Ophélie se stoppa net. Elle restait bloqué, Axil était là, en face d'elle, à quelques dizaines de mètres, et s'approchait en lui faisant de grands signes. Elle était habillée toujours de la même manière, et avait fait une longue tresse de ses cheveux flamboyant. Son visage emmitouflé dans sa grande capuche on se voyait que sa tresse dépasser et son grand sourire qu'elle tentait de camoufler. Elle s'assit sur un banc et, tout en fouillant d'une main dans sa besace en cuir, de l'autre fit signe à Ophélie de s'assoir près d'elle. Ophélie ne savait pas comment réagir, elle était en colère et méfiante, mais le sourire sincère et le signe amical de Axil lui donnait envie de lui faire confiance.

- avant toute chose, je tiens à te rendre ta montre. A ces mots, elle sortit la main de son sac et lui tendit.

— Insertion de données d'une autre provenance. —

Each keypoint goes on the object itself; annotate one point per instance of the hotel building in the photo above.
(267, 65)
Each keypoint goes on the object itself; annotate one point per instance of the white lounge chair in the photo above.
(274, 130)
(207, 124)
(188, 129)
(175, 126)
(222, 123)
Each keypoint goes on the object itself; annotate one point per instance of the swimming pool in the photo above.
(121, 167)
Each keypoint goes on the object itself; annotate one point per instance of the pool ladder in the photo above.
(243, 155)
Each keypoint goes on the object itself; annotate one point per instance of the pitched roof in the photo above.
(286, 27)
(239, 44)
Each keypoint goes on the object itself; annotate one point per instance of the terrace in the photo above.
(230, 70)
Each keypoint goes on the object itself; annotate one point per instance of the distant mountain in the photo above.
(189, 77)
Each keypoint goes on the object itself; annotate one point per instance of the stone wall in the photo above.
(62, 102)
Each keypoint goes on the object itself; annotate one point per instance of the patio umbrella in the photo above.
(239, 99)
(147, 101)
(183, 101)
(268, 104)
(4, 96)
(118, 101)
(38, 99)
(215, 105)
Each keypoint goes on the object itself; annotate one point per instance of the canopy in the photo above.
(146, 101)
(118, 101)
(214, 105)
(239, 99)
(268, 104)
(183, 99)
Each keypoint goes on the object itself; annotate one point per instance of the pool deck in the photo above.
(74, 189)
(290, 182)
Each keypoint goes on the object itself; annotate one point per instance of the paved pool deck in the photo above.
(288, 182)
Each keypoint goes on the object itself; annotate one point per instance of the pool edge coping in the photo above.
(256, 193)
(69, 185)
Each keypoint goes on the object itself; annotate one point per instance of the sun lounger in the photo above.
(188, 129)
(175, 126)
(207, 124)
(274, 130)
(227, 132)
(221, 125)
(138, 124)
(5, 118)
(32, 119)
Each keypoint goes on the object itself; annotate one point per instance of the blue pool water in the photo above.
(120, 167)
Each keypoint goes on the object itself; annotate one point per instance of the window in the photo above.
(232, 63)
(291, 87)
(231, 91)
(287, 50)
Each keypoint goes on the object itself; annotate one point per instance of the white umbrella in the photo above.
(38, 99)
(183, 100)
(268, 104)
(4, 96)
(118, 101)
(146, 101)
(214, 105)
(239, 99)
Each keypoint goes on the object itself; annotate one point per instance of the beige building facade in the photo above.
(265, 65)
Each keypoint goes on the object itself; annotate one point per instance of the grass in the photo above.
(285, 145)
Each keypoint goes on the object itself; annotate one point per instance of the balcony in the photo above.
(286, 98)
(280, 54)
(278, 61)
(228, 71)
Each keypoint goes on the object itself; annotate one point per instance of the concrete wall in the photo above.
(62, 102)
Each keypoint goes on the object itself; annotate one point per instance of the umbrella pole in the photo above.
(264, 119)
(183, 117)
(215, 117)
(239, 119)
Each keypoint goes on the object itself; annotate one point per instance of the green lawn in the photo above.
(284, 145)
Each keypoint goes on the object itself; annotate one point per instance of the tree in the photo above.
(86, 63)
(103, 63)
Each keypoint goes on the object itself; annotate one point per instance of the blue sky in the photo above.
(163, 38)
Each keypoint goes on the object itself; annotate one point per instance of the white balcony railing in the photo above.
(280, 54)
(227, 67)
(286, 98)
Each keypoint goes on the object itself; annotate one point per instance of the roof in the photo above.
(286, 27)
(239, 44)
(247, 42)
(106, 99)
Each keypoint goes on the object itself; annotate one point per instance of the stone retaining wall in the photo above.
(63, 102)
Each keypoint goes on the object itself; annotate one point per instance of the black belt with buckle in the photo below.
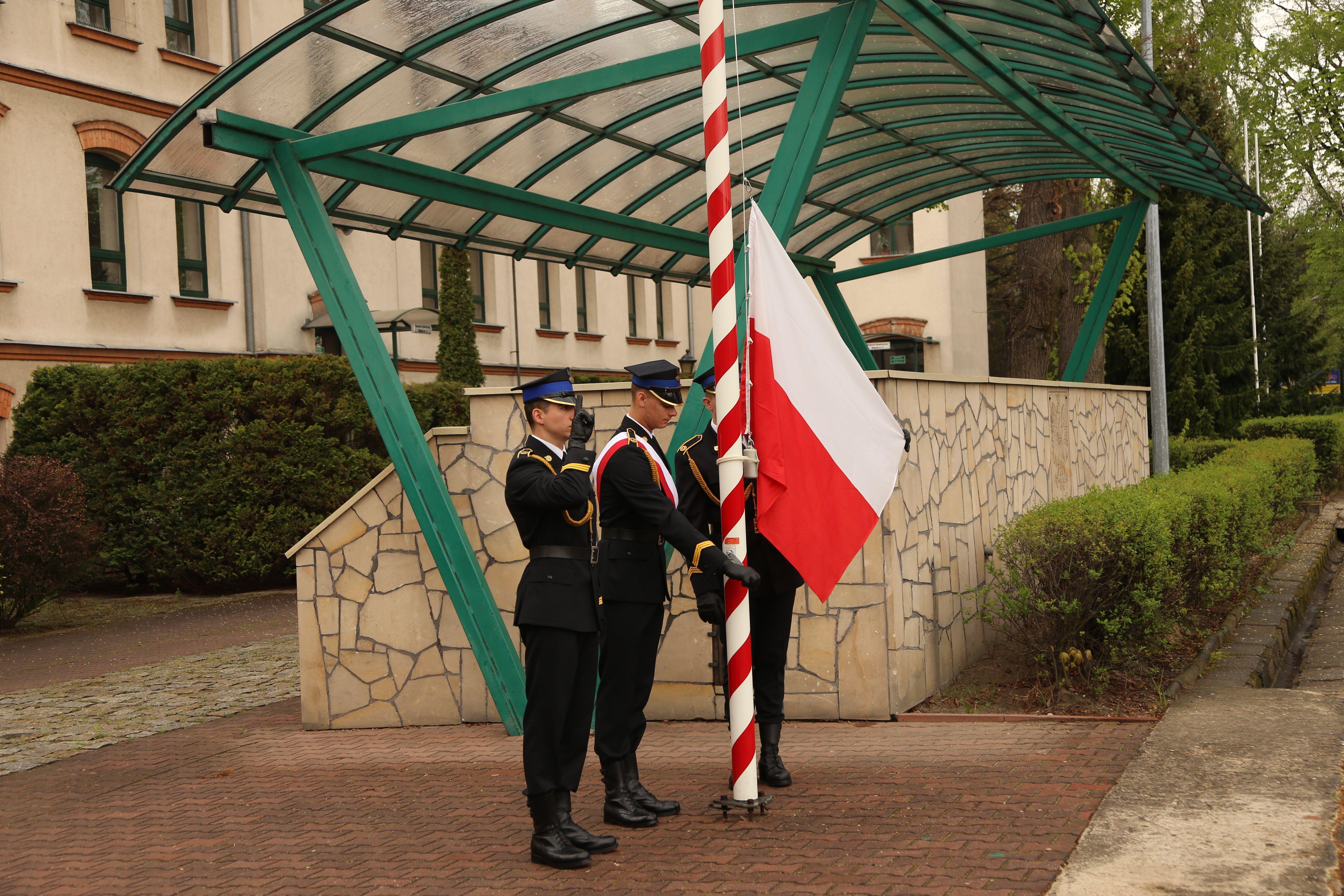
(613, 534)
(561, 553)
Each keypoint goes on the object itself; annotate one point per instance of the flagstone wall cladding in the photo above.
(381, 645)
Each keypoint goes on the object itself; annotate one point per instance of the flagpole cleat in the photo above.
(726, 802)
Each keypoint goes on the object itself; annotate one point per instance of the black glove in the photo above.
(746, 575)
(710, 606)
(583, 429)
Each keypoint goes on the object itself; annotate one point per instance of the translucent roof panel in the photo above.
(1034, 91)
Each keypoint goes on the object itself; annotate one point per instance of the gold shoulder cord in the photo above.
(695, 469)
(580, 467)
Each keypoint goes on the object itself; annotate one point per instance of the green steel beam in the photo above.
(933, 26)
(540, 96)
(814, 113)
(1112, 273)
(980, 245)
(415, 463)
(251, 138)
(839, 311)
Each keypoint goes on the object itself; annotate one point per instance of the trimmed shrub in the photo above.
(204, 473)
(1326, 433)
(1112, 570)
(46, 536)
(1187, 453)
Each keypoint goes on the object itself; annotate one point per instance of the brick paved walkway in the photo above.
(252, 804)
(62, 656)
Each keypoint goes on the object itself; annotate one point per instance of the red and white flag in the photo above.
(830, 447)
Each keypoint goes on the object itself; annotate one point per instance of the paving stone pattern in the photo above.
(42, 725)
(1259, 648)
(252, 804)
(381, 644)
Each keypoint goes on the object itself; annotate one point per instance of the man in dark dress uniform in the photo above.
(772, 598)
(638, 508)
(549, 492)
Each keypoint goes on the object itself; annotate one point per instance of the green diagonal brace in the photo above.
(416, 465)
(1113, 272)
(931, 23)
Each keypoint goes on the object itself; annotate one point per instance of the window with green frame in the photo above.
(95, 14)
(193, 279)
(429, 277)
(478, 275)
(544, 295)
(581, 300)
(107, 238)
(631, 306)
(181, 28)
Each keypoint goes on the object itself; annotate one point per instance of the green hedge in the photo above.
(1111, 572)
(205, 472)
(1326, 433)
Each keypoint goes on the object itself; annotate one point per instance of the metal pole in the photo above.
(1156, 339)
(245, 221)
(1250, 257)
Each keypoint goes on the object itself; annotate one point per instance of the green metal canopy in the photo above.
(596, 107)
(572, 131)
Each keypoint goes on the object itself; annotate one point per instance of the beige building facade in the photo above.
(85, 83)
(381, 644)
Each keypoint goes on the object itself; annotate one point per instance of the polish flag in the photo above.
(830, 447)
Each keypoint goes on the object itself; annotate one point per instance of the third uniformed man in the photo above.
(772, 598)
(639, 512)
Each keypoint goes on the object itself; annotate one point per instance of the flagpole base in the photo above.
(726, 802)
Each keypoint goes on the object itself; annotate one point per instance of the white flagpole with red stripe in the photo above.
(728, 393)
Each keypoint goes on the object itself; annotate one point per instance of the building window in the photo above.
(93, 14)
(107, 246)
(476, 265)
(178, 22)
(631, 306)
(191, 249)
(429, 277)
(660, 300)
(544, 295)
(894, 240)
(581, 300)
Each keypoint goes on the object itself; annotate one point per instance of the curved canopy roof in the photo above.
(597, 103)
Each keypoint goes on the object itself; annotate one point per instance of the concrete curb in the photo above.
(1259, 632)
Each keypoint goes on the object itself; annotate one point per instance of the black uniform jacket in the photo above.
(698, 487)
(632, 499)
(552, 502)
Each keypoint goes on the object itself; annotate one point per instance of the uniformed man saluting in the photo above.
(639, 511)
(772, 598)
(549, 492)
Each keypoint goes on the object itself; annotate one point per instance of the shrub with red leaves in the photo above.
(46, 536)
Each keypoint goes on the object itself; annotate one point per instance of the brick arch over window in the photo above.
(109, 138)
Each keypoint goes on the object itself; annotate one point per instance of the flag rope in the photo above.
(718, 189)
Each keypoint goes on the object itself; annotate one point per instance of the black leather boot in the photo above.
(771, 768)
(593, 844)
(550, 845)
(642, 793)
(620, 808)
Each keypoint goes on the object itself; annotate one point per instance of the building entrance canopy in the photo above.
(572, 131)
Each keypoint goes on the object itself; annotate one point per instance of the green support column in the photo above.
(1094, 323)
(416, 465)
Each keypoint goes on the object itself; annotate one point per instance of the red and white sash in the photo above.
(620, 441)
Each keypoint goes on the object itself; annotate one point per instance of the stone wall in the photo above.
(379, 643)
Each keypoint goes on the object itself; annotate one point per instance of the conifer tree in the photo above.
(459, 358)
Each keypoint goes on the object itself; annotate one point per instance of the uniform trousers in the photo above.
(772, 618)
(630, 655)
(561, 676)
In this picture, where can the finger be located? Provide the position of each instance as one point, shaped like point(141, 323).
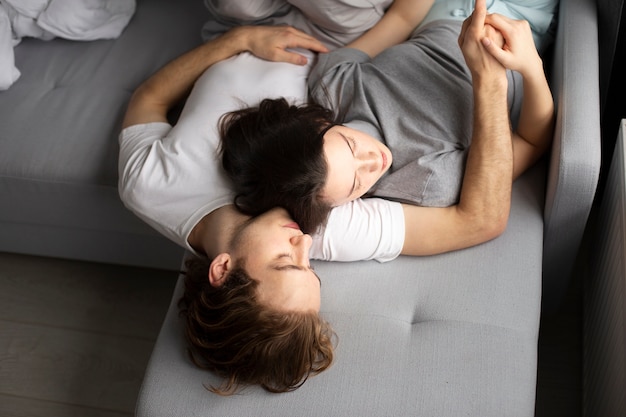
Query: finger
point(495, 51)
point(280, 55)
point(311, 44)
point(464, 27)
point(304, 40)
point(502, 23)
point(480, 13)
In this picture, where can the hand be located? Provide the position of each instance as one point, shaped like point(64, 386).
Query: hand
point(475, 34)
point(271, 43)
point(518, 52)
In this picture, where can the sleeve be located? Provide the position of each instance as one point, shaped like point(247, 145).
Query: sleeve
point(336, 78)
point(364, 229)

Ophélie resta silencieuse, elle pris sa montre et la serra de son gant vide contre son coeur. Elle resta ainsi pendant quelques minutes. A cet instant plus rien d'autre ne comptait, juste elle et sa montre, juste elle et lui. Elle ouvrit les yeux quand elle entendit un cliquetis, quelque chose de familier mais qu'elle n'avait pas entendu depuis longtemps, sa montre fonctionnait de nouveau. Elle n'était pas à l'heure, les aiguilles bougeaient à peine, une fois dans un sens, une fois dans l'autre, mais elle pouvait entendre un léger tic tac irrégulier. Axil qui était assise à coté l'a regardait perplexe, mais respectait le silence d'Ophélie. Au bout de plusieurs minutes, Ophélie s'éclaircit la gorge dans un raclement maladroit.

- merci. souffla t-elle. Je tiens beaucoup à cette montre.

Ophélie bougea ses jambes engourdit par le froid, elle avait sa jambe raide et se massa la cuisse. D'un coup, une image lui vint en tête : elle. Elle qui avait mal à la jambe, elle qui ne mangeait plus, elle qui ne parlait plus, elle qui n'avait plus confiance qu'en sa tante, elle qui sentait ses griffes toujours à l'affut. Elle était devenue lui. Elle éclata de rire, un vrai rire, un fou rire incontrôlable. Elle essuya une larme qui coulait le long de sa joue, cela faisait longtemps qu'elle n'avait pas autant ri.

- merci Axil. répéta t'elle un sourire aux lèvres. Je m'appelle Ophélie. Je voulait te demander, comment as-tu fait pour me retrouver dans cet endroit cette nuit ?

- c'est un don familial, même si peu de ma famille y arrive. Je peut me réveiller tout en étant endormi, ensuite je peut passer de rêves en rêves.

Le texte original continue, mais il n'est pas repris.